The drop in confidence came as the Dusseldorf-based Macroeconomic Policy Institute (IMK) said the probability of a recession in Germany over the next three months has jumped to 32 percent. While that outcome remains unlikely, the gauge is up sharply from 6.8 percent in March.
It follows U.S. attempts to rewrite international trade rules by imposing import tariffs, triggering a tit-for-tat response by China. Even though the European Union has temporarily been exempted from the metal levies, risks of far-reaching retaliatory measures could still hurt Germany’s export-driven economy -- feeding into signs that growth in the euro area is coming off its peak.
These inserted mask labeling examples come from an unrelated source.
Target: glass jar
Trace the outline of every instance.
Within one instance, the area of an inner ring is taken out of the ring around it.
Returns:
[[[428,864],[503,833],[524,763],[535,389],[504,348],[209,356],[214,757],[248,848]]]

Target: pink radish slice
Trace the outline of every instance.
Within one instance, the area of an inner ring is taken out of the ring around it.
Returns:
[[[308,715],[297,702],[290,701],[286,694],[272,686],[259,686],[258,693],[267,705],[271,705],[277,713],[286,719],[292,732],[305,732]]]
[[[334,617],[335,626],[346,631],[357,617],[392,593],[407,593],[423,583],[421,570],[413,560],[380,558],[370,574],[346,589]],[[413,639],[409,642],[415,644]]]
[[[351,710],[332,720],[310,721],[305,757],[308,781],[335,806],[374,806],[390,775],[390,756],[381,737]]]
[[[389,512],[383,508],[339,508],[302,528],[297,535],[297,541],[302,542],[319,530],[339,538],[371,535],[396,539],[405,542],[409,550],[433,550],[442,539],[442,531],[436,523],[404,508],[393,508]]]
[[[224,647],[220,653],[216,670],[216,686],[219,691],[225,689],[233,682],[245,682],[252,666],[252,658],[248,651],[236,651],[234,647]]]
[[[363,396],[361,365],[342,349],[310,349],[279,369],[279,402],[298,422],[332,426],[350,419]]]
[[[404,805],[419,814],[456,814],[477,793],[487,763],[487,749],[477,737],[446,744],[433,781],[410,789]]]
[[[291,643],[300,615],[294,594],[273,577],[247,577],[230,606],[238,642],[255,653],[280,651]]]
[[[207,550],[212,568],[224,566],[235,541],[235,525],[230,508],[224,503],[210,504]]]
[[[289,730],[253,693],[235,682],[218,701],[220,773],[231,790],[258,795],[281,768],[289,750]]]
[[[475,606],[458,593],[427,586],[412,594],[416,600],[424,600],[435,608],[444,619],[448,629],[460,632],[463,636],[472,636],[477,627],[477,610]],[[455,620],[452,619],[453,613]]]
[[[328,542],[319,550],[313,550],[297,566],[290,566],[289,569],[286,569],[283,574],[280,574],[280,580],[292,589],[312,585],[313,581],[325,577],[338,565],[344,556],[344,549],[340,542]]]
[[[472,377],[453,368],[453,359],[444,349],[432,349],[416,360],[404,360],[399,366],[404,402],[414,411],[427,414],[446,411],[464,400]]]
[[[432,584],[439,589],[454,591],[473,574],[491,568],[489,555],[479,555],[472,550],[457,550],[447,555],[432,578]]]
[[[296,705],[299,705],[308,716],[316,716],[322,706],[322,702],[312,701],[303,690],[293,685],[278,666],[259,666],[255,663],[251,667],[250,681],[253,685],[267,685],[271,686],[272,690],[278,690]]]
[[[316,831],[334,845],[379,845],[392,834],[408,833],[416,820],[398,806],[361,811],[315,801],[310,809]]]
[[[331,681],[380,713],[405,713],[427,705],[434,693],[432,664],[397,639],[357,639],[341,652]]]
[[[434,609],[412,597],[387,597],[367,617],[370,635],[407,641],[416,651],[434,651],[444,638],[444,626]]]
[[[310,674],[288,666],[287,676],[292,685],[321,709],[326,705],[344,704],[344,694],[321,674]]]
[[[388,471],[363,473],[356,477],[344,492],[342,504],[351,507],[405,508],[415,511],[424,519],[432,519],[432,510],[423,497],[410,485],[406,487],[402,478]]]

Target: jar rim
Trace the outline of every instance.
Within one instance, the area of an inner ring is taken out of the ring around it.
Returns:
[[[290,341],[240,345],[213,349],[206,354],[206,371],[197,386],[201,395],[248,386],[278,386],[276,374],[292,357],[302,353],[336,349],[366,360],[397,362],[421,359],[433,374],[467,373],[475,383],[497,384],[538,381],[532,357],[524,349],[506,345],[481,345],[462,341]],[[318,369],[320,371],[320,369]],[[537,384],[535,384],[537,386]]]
|Expectations for Germany||-8.2||-1.0||5.1|
|Current conditions in Germany||87.9||88.0||90.7|
|Expectations for euro area||1.9||N/A||13.4|
|Current conditions in euro area||57.7||N/A||56.2|
At the IMK, the recession gauge, which uses data that have signaled downturns in the past is now orange -- the middle of its traffic-light warning system -- for the first time since March 2016. That was just as the German economy was entering a mild slowdown.
“Volatility in financial markets, which has been evident for several months, is now accompanied by a noticeable deterioration in sentiment and subdued production,” according to IMK. “This has recently become a typical constellation for the end phase of a cycle.”
The German data contrasts with economic reports on Tuesday in Europe’s second-largest economy, the U.K., where wages rose at the fastest pace in almost three years. Accelerating pay growth and slowing inflation raise the prospect of an end to the squeeze on British living standards. The Bank of England is widely expected to raise interest rates next month.
So far, Germany’s Bundesbank has maintained its confidence in the country’s strong growth continuing as companies work through their order books. The DAX stock index has also signaled optimism that the current weakness might be brief, picking up in April after two months of declines. The euro has climbed around 16 percent against the dollar in the past year.
European Central Bank officials have taken note of the weakening momentum, with chief economist Peter Praet saying on Monday that the latest data point to “some moderation of late, following several quarters of very strong growth.”
That’s a likely reason for policy makers to keep their stimulus settings unchanged when they meet next week, though economists and investors are still expecting the subsequent decision in June to deliver further steps toward ending quantitative easing.
“One should never base conclusions on single data points, but the fact that this comes after a number of weak data may start to concern the ECB,” said Piet Christiansen, an economist at Danske Bank A/S in Copenhagen. “What’s striking is that ZEW’s indicators point to a slowdown.”